Researchers looked at the genetics of modern humans of both African and non-African descent and performed an analysis looking for what is called 'linkage disequilibrium'. This is a method by which they see how genes are distributed in a population. If the genes are not distributed in the population as expected, it is possible to infer an additional factor that may account for the unexpected distribution. Researchers who have performed the analysis have explained these results by positing that Neanderthals did indeed interbreed with non-African humans in the distant past (probably at least 50,000 years ago), and thus Neanderthal DNA contributed a small proportion to the DNA of modern humans.
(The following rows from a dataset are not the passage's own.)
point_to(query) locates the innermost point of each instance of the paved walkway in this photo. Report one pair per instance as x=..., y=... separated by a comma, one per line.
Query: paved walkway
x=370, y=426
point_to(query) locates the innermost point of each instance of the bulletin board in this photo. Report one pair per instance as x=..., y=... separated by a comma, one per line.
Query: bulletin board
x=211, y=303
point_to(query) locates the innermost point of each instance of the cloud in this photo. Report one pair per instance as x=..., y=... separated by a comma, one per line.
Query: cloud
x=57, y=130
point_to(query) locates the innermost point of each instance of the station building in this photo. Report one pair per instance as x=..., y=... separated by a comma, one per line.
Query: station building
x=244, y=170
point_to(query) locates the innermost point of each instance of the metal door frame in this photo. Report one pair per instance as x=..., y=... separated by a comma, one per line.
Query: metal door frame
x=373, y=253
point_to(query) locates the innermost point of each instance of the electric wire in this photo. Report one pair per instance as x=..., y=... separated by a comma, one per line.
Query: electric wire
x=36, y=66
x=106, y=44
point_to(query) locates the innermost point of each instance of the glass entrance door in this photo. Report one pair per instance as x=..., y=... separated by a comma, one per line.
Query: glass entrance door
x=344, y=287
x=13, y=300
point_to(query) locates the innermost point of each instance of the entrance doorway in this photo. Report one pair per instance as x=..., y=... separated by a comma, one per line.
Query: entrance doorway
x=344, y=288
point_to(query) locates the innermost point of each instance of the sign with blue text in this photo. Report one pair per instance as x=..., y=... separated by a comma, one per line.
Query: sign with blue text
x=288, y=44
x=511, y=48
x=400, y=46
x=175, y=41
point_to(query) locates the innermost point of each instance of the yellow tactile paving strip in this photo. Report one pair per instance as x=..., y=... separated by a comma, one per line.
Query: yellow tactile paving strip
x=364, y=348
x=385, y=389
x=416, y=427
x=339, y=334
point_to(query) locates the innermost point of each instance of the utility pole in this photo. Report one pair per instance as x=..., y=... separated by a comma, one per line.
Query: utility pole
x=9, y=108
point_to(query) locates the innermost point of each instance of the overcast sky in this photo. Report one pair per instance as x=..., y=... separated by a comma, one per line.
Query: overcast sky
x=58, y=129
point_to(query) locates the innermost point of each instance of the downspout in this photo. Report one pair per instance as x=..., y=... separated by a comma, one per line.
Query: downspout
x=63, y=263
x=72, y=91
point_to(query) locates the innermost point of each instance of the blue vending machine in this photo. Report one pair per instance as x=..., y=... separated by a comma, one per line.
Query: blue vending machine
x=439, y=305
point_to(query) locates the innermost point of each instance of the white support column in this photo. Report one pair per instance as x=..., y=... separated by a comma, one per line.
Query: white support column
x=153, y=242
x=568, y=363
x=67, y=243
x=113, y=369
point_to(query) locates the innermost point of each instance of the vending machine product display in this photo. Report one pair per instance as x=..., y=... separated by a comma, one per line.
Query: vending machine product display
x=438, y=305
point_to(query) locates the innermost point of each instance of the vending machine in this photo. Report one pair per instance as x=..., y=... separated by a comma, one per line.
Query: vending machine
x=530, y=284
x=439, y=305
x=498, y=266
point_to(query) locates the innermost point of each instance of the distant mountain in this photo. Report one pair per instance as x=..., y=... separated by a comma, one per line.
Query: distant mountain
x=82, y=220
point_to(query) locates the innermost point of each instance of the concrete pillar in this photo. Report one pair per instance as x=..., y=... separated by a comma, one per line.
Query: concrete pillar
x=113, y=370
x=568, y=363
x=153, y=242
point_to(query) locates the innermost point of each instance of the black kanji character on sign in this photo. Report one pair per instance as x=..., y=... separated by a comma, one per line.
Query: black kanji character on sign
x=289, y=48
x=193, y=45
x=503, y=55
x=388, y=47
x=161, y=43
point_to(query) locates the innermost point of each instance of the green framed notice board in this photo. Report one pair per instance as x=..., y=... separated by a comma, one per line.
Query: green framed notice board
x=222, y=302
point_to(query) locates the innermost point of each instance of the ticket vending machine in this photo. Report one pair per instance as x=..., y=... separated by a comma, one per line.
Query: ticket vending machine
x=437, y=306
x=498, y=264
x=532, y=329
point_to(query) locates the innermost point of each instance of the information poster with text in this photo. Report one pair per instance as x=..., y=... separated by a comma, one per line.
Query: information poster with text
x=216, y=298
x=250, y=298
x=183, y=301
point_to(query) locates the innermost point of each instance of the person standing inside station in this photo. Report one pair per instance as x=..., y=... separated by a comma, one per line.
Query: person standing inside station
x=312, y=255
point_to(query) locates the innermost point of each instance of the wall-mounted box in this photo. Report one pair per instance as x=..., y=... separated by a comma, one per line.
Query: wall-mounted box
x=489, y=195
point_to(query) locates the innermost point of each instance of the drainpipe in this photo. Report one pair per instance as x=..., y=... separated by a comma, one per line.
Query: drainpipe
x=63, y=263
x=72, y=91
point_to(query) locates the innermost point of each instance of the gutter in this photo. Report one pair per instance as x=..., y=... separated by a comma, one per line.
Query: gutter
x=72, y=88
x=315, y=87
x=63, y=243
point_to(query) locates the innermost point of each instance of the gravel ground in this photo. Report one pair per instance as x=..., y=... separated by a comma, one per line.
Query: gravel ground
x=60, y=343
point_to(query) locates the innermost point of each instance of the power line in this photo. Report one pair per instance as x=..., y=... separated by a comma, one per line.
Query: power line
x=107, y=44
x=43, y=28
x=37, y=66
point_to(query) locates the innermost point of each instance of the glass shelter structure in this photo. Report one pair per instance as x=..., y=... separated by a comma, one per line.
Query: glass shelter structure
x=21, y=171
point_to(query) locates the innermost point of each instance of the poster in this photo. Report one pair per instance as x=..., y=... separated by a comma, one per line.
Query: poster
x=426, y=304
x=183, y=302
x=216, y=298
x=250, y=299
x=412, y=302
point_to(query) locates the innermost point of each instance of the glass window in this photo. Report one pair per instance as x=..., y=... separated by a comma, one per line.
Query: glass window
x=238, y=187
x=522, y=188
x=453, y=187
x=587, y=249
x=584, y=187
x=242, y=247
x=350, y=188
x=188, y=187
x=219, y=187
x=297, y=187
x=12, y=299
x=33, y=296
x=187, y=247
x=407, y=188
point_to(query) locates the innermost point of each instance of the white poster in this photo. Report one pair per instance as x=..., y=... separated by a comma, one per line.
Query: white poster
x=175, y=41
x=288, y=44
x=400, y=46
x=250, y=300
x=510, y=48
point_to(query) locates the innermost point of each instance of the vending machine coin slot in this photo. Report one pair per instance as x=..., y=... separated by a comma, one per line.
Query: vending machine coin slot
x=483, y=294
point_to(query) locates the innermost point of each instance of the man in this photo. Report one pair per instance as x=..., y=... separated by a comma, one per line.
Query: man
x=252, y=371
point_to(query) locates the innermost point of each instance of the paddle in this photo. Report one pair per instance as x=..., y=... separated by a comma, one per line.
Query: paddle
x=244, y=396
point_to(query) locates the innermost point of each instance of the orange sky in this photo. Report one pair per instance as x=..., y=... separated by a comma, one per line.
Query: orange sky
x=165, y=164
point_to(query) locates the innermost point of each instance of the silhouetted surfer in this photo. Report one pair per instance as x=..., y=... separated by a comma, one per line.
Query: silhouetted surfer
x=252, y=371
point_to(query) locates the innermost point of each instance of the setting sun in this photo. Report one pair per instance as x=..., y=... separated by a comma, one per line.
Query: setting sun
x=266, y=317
It is estimated from some studies that 1-5% of the DNA of modern humans of non-African descent may have come from Neanderthals.

So, to summarize, we easily share over 99% of our DNA with Neanderthals, but in addition somewhere between 1 out of 100 and 1 out of 20 ancestors of non-African humans actually WERE Neanderthals. This is still an open area of scientific research, however, so we may learn more as further studies are done.

S. Unterman Ph.D.


I'm going to stick my neck out here and attempt an explanation. If anyone has a better explanation, I will stand corrected. I believe what this means is that 97% (or more depending on the source) of our DNA matches up with chimpanzees. A lot of our DNA matches with other organisms as well, but the parts that match may be spread out over different chromosomes. But with chimps, much of our DNA matches and lines up together on the same chromosomes in each. But there is 3% that doesn't match with them. That would be considered DNA sequence that is found only in humans (and chimps would have DNA that is only found in chimps). Of that, we share 5% with Neanderthals, but not all of us! Besides being considered a human species, there has been considerable debate as to whether Neanderthals and Homo sapiens (us) ever bred together. There are very few Neanderthal fossil specimens and the DNA that they have is degraded. The best sample to take in that case is mitochondrial DNA (found in the energy producing mitochondria which have their own DNA) and is only passed through the maternal line. It is more plentiful in each cell and therefore easier to study when there isn't a lot of sample. There didn't seem to be any crossover in the sequences studied from mitochondria. But now the nuclear DNA has been studied and some very interesting evidence has been discovered. Humans started migrating out of Africa and different groups parted and went separate ways where they continued to evolve in isolation. Somewhere along the line they seem to have mated and produced offspring because those of us that can trace our ancestry back to Europe (at least out of Africa) can show traces of some sequences that are shared with Neanderthals. But there doesn't seem to be any Neanderthal DNA sharing with those of us who trace our ancestry back to Africa. I think that is a very cool finding! And keep your eyes open, because I'm sure there will be more to follow.